この当時、アメリカでは人種差別が当たり前の時代でした。学校も、レストランも、電車もバスも、水道の蛇口さえも白人用と黒人用に分けられていたというのですから、本当に徹底して差別していたのですね。(この映画の中でもそういうシーンが出てきます)
ですから軍隊においても、差別は当然でした。黒人が士官となることは許されておらず、海軍航空隊および海兵隊航空隊から黒人は排除されていた上、1つの部隊に白人と黒人が混ざることすら許されなかったのです。(混合部隊が作られるようになり、黒人でも士官になれるようになったのは、ベトナム戦争以降だそうです)
部隊をまとめる士官だけが白人で、戦争の真っただ中にいてもまだ「黒人なんか!」というスタンスを取り続けているのです。それに比べて、イタリアの人たちの温かいこと!「ここに来て初めて平等に扱ってもらえた」という兵士たちの言葉が切なかったなぁ。
ボブ・マーリィの曲で「バッファロー・ソルジャー」というのがあるのですが、その意味をこれまで知らずにいました。この曲は、差別に負けずに頑張った兵士たちを称えて作られたものだったのですね。
戦争というのは本当に虚しいものです。戦っている個人個人が憎しみ合っている訳でもないのに、どうして殺し合いをしなければいけないのでしょう?
この映画の中でも、黒人を人間と思っていない白人の士官よりも、敵国であるドイツの士官の方がずっと人間的な人でした。(彼が自分の身を守るためにと渡してくれた銃が、ああいう所で役に立つとは思いませんでした。)
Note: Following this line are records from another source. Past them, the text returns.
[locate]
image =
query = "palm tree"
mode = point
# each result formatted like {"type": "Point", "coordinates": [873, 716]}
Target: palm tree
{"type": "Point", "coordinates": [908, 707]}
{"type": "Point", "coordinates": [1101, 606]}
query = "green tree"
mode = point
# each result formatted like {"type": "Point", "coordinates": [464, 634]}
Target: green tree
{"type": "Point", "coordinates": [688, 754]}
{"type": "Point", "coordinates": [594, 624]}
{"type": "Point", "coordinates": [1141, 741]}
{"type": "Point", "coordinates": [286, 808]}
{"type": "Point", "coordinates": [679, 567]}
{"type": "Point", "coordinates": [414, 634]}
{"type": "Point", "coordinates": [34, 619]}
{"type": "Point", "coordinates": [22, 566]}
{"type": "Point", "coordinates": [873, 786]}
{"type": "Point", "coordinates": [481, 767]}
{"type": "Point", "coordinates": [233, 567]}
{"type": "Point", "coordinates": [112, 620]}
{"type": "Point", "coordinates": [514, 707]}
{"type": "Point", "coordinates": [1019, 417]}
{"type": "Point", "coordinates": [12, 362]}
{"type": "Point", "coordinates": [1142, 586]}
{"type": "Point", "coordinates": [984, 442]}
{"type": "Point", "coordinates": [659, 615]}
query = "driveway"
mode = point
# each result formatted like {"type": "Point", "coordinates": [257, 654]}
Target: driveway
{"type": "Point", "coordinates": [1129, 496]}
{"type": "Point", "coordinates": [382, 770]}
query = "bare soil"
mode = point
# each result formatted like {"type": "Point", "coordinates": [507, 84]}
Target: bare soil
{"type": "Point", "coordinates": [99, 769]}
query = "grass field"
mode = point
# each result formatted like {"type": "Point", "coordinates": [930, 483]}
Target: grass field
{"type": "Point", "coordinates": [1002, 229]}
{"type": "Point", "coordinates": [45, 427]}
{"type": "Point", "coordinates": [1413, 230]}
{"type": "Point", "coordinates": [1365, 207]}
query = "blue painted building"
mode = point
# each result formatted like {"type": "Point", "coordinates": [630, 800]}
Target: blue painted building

この映画で忘れてはいけないのは、アンジェロくんですね。自分を助けてくれたトレインを「チョコレートの巨人」だと思っていて、舐めてみたら甘くなかったと言っているところが可愛かった~!
アンジェロを英語読みすればエンジェル、つまり天使です。彼の存在は間違いなく天使でした!
監督のスパイク・リーは、様々な黒人の歴史を描いてきました。辛い歴史に押しつぶされてきた多くの人たち、それを打ち破ろうとしてきた人たち、社会の底辺で生きる人たち、白人でないというだけで差別されることの虚しさ、辛さをいつもストレートにぶつけてきました。
この作品は、これまでとはちょっと視点が違うように思えます。
世の中のほとんどの人は善人なのに、一握りの邪悪な人のために酷い目にあってしまうということ。けれども、人々の善意は必ず報われるのだということ。愛は時空を超えてつながるのだということ。
この映画を観て、日本も戦争をしたのだということを、今も戦争をしているところがあるということを考えてください。